Quant aux correspondants à l’étranger de chacun des médias interrogés, ils restent dans le pays où ils travaillent.  » Quand une équipe part dans un foyer d’infection, explique Christophe Tortora, elle passe voir le service médical au préalable, pour vérifier qu’elle est apte. » Certains employés ont été mis en quarantaine, soit parce qu’ils sont allés à l’Assemblée nationale, soit parce que leur enfant revient d’une zone à risque. Des cas suspects ont été identifiés ces derniers jours et les salariés ont été pris en charge et confinés. Quant au matériel, il est désinfecté après utilisation et avant le retour dans les locaux.

Du côté de Radio France, les premières mesures ont été prises par le groupe après l’apparition des zones rouges en Italie. Si les quarantaines de certains des reporters partis dans le nord de l’Italie ont pris fin, des procédures ont été imposées pour les journalistes qui doivent se rendre dans les clusters français. Le journaliste doit passer pas l’infirmerie, on lui fournit un kit avec des gants, un masque, du gel hydroalcoolique.

Des coopérations internationales se mettent aussi en place afin de faciliter la communication d’informations entre les médias. Ainsi du côté de France Télévisions, Éric Scherer, directeur de l’innovation et des relations internationales du groupe, a créé une cellule de veille de l’UER (Union européenne de radio-télévision). « Nous avons créé, il y a plus de trois semaines, un groupe WhatsApp nous permettant de savoir ce que font l’ensemble des télévisions publiques européennes et d’échanger avec elles sur les bonnes pratiques. », explique Christophe Tortora. Le Figaro, quant à lui, fait partie du Lena (Leading European Newspaper Alliance), une alliance établie en 2015 avec sept autres journaux européens dont El Pais en Espagne, La Repubblica en Italie et Die Welt en Allemagne, avec lesquels il y a eu quelques échanges au sujet de l’épidémie. À l’heure où l’épidémie de Covid-19 due au coronavirus SARS-CoV-2 se propage dans le monde, comme pour les citoyens, le confinement, la communication, l’entraide et la prudence sont plus que jamais les clés du succès pour les médias d’information, tous soumis à la même problématique.

La méfiance envers les journalistes est toujours assez forte. Pour le site Internet Meta Media, Laure Delmoly, responsable de projets à Media Lab à France Télévisions révèle les résultats d’une étude internationale effectuée par le cabinet américain Edelman. Elle a été réalisée sur un panel de 10.000 répondants dans 10 pays (GB, Etats-Unis, Brésil, Canada, France, Allemagne, Italie, Japon, Afrique du Sud et Corée du Sud) entre le 6 et le 10 Mars 2020. Premier résultat : seulement 43% des répondants interrogés déclarent faire confiance aux journalistes sur l’actualité du Covid-19. Ceux-ci sont donc considérés la source d’information la moins fiable sur la pandémie.

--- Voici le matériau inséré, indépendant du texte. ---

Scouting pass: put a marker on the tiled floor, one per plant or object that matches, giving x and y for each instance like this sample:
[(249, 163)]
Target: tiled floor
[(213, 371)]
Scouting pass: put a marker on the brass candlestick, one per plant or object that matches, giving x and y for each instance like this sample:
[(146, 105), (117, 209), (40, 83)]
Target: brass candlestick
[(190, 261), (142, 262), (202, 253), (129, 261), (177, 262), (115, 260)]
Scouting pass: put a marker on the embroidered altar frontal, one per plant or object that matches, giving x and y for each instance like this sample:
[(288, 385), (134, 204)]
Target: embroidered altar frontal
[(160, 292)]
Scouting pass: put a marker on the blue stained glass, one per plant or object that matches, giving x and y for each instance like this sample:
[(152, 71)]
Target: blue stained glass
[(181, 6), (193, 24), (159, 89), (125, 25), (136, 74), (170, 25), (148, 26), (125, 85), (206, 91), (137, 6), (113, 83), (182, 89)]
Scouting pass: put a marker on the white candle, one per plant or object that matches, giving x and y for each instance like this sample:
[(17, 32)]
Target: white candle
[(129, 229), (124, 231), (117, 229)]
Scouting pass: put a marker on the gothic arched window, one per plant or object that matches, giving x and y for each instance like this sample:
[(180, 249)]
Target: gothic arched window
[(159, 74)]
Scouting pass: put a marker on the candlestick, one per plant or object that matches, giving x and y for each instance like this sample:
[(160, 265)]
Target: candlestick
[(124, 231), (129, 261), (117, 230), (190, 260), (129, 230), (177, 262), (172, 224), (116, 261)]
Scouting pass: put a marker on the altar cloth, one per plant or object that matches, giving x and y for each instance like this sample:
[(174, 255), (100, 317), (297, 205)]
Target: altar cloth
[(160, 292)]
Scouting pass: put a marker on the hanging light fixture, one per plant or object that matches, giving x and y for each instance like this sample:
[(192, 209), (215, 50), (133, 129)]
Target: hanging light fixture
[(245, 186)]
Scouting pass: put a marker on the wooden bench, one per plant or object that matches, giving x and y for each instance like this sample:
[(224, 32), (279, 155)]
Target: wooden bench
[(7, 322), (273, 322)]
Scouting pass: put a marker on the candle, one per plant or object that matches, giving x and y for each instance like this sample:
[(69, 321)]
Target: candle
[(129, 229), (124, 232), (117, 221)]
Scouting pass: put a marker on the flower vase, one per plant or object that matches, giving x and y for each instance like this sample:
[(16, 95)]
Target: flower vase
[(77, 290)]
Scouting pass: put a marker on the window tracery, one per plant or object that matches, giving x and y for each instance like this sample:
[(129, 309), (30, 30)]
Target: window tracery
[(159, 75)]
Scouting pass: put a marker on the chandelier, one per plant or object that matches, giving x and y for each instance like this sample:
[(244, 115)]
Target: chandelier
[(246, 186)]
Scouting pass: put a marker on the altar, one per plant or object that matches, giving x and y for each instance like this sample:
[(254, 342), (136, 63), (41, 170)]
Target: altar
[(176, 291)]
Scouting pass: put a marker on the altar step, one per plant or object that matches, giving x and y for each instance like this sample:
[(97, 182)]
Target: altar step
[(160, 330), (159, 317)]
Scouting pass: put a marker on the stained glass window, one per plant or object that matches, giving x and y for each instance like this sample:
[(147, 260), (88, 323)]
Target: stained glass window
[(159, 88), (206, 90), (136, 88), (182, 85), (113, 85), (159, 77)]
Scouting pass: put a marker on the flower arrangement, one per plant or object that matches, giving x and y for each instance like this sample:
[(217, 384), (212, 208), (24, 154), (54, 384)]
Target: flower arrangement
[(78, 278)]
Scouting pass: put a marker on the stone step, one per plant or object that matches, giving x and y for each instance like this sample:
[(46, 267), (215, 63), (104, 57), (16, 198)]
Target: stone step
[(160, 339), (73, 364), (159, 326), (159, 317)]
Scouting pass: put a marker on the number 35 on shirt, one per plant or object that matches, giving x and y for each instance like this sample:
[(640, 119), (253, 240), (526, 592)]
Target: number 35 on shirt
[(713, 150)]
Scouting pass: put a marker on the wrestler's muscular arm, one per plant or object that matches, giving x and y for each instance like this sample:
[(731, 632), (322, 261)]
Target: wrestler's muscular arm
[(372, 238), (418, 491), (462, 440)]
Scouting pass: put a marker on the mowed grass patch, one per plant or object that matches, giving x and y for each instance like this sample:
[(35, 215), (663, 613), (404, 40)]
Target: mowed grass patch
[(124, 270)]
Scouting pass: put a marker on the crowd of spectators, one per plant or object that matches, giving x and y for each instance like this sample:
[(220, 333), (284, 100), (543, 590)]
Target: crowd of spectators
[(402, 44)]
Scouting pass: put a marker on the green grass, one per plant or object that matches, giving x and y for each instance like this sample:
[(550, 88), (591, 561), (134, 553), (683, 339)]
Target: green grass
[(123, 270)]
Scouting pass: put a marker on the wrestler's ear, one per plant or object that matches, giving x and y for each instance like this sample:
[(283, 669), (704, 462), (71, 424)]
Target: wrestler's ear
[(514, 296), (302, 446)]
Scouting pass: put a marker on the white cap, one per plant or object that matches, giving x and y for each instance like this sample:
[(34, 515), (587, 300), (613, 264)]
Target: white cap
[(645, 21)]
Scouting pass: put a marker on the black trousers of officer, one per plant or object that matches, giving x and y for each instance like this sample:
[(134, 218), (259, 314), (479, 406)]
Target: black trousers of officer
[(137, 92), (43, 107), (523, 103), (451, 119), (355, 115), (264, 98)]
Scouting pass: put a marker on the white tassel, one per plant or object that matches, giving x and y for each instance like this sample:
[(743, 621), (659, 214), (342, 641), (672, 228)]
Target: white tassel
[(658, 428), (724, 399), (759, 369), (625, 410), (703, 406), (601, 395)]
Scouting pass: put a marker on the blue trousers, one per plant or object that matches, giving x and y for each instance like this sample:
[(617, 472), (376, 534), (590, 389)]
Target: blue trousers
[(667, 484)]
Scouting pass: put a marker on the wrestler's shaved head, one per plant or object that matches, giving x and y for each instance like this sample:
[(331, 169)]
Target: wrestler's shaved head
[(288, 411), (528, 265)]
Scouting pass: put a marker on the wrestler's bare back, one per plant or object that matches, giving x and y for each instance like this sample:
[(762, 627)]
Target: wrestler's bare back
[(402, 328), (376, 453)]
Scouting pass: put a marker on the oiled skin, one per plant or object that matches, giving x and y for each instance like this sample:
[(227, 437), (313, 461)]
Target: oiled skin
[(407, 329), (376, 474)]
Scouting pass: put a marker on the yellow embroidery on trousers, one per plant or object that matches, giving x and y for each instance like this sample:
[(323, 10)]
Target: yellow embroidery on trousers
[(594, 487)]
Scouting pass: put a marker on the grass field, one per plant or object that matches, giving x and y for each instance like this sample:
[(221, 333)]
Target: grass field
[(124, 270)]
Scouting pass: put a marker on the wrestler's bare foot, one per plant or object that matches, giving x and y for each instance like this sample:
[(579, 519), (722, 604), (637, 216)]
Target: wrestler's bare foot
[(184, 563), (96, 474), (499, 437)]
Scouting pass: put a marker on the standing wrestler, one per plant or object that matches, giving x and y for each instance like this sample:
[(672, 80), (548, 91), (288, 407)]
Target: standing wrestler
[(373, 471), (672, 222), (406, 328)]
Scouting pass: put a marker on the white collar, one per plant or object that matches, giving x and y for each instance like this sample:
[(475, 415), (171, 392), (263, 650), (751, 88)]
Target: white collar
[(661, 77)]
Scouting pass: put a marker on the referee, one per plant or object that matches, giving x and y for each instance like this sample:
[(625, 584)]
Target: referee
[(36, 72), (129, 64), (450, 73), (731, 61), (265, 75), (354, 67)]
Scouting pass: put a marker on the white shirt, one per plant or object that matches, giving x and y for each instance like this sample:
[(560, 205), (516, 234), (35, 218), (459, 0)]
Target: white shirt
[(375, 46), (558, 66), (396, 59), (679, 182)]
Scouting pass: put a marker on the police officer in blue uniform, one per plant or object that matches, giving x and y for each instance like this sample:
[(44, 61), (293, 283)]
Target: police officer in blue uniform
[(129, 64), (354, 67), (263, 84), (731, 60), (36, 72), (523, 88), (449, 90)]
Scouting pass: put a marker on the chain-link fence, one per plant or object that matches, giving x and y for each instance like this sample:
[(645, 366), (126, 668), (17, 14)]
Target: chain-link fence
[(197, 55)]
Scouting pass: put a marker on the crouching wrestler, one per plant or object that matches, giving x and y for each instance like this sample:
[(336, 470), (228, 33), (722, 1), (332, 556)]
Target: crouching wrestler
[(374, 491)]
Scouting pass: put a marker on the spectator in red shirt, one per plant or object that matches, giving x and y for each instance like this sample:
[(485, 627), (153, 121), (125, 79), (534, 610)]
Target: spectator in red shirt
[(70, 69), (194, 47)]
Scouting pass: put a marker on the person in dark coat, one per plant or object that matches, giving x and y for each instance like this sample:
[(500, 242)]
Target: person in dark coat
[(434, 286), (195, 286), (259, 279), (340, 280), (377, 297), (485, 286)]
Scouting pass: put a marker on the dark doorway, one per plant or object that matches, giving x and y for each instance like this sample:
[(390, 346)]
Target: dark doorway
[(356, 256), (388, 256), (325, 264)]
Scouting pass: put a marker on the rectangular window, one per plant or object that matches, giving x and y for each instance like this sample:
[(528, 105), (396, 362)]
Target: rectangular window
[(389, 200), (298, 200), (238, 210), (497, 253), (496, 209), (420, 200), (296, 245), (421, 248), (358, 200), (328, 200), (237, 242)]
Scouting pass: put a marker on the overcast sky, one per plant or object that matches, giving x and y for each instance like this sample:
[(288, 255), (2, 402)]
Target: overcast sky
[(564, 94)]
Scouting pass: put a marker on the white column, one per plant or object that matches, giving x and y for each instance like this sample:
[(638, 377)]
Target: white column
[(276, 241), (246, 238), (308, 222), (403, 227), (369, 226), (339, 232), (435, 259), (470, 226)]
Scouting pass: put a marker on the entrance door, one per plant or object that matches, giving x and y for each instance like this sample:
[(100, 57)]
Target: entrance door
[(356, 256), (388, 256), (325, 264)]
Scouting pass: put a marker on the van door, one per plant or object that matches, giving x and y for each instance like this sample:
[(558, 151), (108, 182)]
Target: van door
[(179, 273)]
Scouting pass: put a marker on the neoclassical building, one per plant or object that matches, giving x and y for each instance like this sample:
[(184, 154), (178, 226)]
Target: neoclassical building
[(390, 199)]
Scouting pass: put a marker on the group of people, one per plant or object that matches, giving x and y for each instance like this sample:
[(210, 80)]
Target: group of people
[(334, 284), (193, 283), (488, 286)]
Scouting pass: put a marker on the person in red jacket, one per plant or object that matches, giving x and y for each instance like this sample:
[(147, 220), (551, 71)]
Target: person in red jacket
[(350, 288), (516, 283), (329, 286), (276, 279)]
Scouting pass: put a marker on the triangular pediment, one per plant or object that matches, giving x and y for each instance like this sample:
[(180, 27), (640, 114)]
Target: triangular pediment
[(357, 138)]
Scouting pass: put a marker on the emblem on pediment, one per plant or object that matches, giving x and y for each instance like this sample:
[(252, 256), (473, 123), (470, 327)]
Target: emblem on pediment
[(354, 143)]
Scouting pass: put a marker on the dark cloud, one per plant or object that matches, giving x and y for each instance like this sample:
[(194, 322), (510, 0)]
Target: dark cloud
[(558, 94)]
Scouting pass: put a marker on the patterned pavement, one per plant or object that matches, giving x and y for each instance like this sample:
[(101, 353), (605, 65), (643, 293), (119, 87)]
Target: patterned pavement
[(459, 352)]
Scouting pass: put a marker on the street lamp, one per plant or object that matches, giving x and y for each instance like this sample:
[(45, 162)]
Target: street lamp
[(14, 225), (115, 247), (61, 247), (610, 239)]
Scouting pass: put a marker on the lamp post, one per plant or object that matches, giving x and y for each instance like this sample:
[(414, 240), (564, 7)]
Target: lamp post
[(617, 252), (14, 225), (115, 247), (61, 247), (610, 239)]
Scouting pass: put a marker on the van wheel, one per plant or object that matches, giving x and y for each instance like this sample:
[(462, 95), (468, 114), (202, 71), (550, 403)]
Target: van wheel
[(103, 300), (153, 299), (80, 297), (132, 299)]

Si les médias traditionnels sont la source d’information la plus utilisée (64% des répondants), c’est la parole des experts – scientifiques et médecins – et le rôle de l’employeur qui sont préférés.

La plupart des répondants (64%) s’informent auprès des médias pour s’informer sur le Covid 19 avec des différences fortes entre les pays – variant de 73% pour le Japon à 52% pour la France. Les journalistes sont jugés comme la source d’information la moins fiable sur l’actualité du virus derrière “les pays les plus affectés » (46%) et les membres du gouvernement (48%).

Selon la moitié des répondants (45%), il est difficile de trouver de “l’information fiable” sur le virus et ses effets, alors que 85 % voudraient entendre davantage les scientifiques et moins les politiques dans les médias. Dans cette situation sanitaire, les citoyens recherchent avant tout l’information des experts : scientifiques (83%), médecins pratiquants (82%) et autorités de santé tels que le CDC (75%) et l’OMS (72%).

Enfin, 51% des répondants considèrent l’information sur le Covid-19 provenant des médias comme fiable, 58% pour l’information gouvernementale et 63% pour l’information diffusée par l’employeur.